The same old fourteen-footer brought it down from the
mountain, merely for fun (he had his own notions about fun), and propped
it up as we find it now and as others may find it a century hence, for it
would take a score of horses to budge it from its position. They say
that fifty or sixty years ago the proud Queen Kaahumanu used to fly to
this rock for safety, whenever she had been making trouble with her
fierce husband, and hide under it until his wrath was appeased. But
these Kanakas will lie, and this statement is one of their ablest
efforts--for Kaahumanu was six feet high--she was bulky--she was built
like an ox--and she could no more have squeezed herself under that rock
than she could have passed between the cylinders of a sugar mill. What
could she gain by it, even if she succeeded? To be chased and abused by
a savage husband could not be otherwise than humiliating to her high
spirit, yet it could never make her feel so flat as an hour's repose
under that rock would.
We walked a mile over a raised macadamized road of uniform width; a road
paved with flat stones and exhibiting in its every detail a considerable
degree of engineering skill. Some say that that wise old pagan,
Kamehameha I planned and built it, but others say it was built so long
before his time that the knowledge of who constructed it has passed out
of the traditions.

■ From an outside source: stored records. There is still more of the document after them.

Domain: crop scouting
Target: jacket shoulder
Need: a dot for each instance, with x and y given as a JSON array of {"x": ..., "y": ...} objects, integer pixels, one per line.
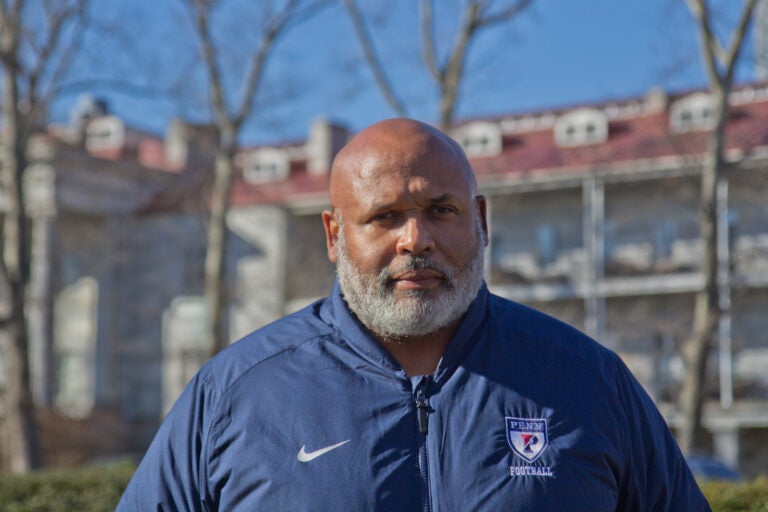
[{"x": 283, "y": 335}]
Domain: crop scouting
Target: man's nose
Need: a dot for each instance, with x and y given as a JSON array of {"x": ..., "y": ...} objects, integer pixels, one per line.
[{"x": 415, "y": 237}]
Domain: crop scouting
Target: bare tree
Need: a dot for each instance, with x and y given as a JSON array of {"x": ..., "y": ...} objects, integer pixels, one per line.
[
  {"x": 229, "y": 116},
  {"x": 34, "y": 52},
  {"x": 448, "y": 73},
  {"x": 710, "y": 303}
]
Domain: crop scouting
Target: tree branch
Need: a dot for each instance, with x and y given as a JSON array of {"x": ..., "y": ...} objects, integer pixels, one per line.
[
  {"x": 712, "y": 50},
  {"x": 372, "y": 58},
  {"x": 738, "y": 38},
  {"x": 504, "y": 14},
  {"x": 428, "y": 41},
  {"x": 274, "y": 26}
]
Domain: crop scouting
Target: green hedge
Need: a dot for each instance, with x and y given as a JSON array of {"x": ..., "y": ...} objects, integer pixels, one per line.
[
  {"x": 96, "y": 489},
  {"x": 99, "y": 489},
  {"x": 751, "y": 496}
]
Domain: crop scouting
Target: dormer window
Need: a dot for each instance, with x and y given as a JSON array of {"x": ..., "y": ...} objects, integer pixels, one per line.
[
  {"x": 692, "y": 113},
  {"x": 266, "y": 165},
  {"x": 480, "y": 139},
  {"x": 104, "y": 133},
  {"x": 581, "y": 127}
]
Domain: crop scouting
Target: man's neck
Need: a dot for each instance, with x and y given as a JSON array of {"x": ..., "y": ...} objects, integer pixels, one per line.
[{"x": 419, "y": 355}]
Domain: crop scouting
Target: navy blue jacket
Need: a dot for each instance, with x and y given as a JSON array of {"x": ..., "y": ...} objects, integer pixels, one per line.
[{"x": 524, "y": 413}]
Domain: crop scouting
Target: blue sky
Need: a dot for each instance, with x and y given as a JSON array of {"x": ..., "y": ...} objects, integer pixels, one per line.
[{"x": 559, "y": 53}]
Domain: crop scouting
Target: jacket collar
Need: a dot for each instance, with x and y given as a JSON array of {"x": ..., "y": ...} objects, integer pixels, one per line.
[{"x": 359, "y": 338}]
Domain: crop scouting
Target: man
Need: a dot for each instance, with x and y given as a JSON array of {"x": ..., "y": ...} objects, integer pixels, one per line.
[{"x": 411, "y": 387}]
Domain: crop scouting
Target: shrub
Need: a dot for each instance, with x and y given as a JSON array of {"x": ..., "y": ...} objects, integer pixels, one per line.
[
  {"x": 99, "y": 489},
  {"x": 94, "y": 489},
  {"x": 750, "y": 496}
]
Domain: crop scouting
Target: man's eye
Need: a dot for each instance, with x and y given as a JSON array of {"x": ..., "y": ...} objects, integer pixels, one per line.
[
  {"x": 379, "y": 217},
  {"x": 442, "y": 210}
]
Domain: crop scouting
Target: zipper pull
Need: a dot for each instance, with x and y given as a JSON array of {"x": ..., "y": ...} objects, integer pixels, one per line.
[{"x": 422, "y": 408}]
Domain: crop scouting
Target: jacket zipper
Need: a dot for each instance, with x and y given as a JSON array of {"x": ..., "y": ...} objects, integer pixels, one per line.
[{"x": 422, "y": 417}]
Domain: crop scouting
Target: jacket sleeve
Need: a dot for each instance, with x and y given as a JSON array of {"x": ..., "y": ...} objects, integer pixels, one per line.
[
  {"x": 655, "y": 475},
  {"x": 171, "y": 475}
]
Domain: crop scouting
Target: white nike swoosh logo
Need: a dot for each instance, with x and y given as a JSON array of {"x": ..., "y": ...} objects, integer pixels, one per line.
[{"x": 308, "y": 456}]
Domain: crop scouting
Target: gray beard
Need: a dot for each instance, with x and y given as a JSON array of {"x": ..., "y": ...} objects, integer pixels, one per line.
[{"x": 417, "y": 312}]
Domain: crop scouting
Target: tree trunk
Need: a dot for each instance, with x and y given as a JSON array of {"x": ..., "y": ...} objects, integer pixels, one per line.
[
  {"x": 20, "y": 430},
  {"x": 707, "y": 308},
  {"x": 216, "y": 248}
]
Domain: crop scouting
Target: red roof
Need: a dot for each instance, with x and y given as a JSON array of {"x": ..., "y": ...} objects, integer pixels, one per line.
[{"x": 645, "y": 136}]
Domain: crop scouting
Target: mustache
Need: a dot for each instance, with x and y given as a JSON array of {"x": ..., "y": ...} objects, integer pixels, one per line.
[{"x": 411, "y": 264}]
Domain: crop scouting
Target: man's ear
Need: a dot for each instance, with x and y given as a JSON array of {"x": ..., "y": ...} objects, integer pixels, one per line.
[
  {"x": 482, "y": 212},
  {"x": 332, "y": 227}
]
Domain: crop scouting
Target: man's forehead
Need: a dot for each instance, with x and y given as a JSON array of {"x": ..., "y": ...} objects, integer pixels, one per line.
[{"x": 382, "y": 158}]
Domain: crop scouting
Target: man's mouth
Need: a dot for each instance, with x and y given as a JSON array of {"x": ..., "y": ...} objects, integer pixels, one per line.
[{"x": 422, "y": 279}]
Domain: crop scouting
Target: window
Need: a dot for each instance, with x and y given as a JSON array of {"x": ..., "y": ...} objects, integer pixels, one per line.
[
  {"x": 105, "y": 133},
  {"x": 479, "y": 139},
  {"x": 266, "y": 165},
  {"x": 581, "y": 127},
  {"x": 692, "y": 113}
]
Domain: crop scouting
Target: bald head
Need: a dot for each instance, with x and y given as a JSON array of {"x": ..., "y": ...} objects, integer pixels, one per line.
[{"x": 393, "y": 147}]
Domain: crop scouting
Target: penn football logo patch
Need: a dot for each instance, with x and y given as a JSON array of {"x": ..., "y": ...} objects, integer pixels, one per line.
[{"x": 527, "y": 437}]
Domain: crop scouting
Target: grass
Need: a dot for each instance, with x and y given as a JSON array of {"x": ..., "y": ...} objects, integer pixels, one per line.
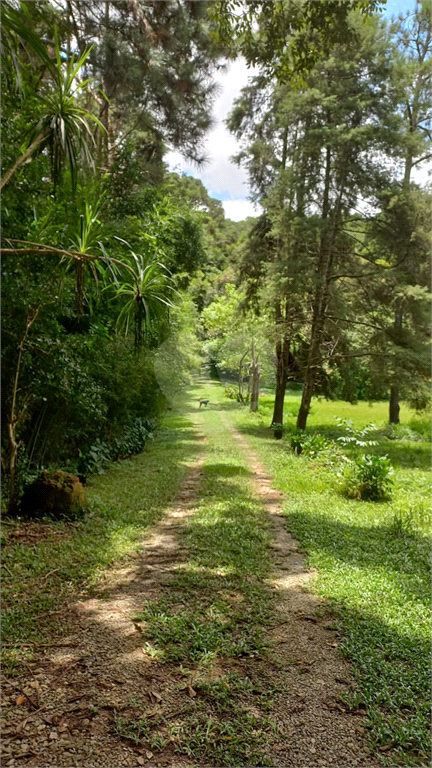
[
  {"x": 40, "y": 575},
  {"x": 372, "y": 561},
  {"x": 217, "y": 611}
]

In either case, however, as the handiwork of an
untaught and degraded race it is a thing of pleasing interest. The
stones are worn and smooth, and pushed apart in places, so that the road
has the exact appearance of those ancient paved highways leading out of
Rome which one sees in pictures.
The object of our tramp was to visit a great natural curiosity at the
base of the foothills--a congealed cascade of lava. Some old forgotten
volcanic eruption sent its broad river of fire down the mountain side
here, and it poured down in a great torrent from an overhanging bluff
some fifty feet high to the ground below. The flaming torrent cooled in
the winds from the sea, and remains there to-day, all seamed, and frothed
and rippled a petrified Niagara. It is very picturesque, and withal so
natural that one might almost imagine it still flowed. A smaller stream
trickled over the cliff and built up an isolated pyramid about thirty
feet high, which has the semblance of a mass of large gnarled and knotted
vines and roots and stems intricately twisted and woven together.